Exercises for Section 8.5

Self-Check

What is the difference between the expressions X3 and X( 3)?
For the following declarations, how many memory cells are reserved for data and what type of data can be stored there?
```
TYPE AnArray IS ARRAY( 1..5) OF Character;
Grades : AnArray;
```
When is the memory allocated--after the type declaration or after the variable declaration?
Write the variable and type declarations for all of the valid arrays below:
a. Subscript type Boolean, element type Float
b. Subscript type 'A'..'F', element type Integer
c. Subscript type Character, element type Boolean
d. Subscript type Integer, element type Float
e. Subscript type Character, element type Float
f. Subscript type Float, element type Character
g.

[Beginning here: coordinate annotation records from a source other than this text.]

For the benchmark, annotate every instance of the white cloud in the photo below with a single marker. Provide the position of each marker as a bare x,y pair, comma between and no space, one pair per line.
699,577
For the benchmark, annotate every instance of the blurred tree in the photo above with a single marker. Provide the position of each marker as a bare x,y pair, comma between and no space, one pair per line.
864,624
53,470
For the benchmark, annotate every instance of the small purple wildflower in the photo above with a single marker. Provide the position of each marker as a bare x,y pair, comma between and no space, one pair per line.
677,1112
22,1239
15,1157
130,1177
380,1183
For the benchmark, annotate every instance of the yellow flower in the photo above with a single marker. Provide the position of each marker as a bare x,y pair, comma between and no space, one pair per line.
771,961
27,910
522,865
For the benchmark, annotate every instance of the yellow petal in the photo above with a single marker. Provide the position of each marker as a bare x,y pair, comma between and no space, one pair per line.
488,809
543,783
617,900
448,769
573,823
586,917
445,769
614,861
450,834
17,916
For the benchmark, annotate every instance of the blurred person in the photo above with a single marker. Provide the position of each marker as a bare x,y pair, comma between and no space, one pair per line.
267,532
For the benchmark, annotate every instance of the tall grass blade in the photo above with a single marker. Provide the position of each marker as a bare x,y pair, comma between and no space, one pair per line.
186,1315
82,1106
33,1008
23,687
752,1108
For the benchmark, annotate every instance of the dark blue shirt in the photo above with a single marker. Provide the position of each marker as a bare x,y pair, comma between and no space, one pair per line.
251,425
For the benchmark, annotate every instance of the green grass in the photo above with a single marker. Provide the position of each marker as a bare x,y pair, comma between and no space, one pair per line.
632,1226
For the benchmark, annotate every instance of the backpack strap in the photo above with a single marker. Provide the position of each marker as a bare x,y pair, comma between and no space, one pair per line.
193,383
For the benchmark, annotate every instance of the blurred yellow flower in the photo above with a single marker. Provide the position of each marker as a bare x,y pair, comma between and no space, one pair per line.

Subscript type Day (enumeration type), element type Float

Programming

Given the following declarations:
```
A: ARRAY(1..5) OF Integer;
B: ARRAY(1..5) OF Integer;
C, D: ARRAY(1..5) OF Integer;

TYPE List IS ARRAY (1..5) OF Integer;

E: List;
F: List;
G, H: List;
```
Explain why each of the following statements is valid or invalid:
```
A := B;
C := D;
E := F;
G := H;
```
Check your results by writing and compiling a brief program incorporating these statements.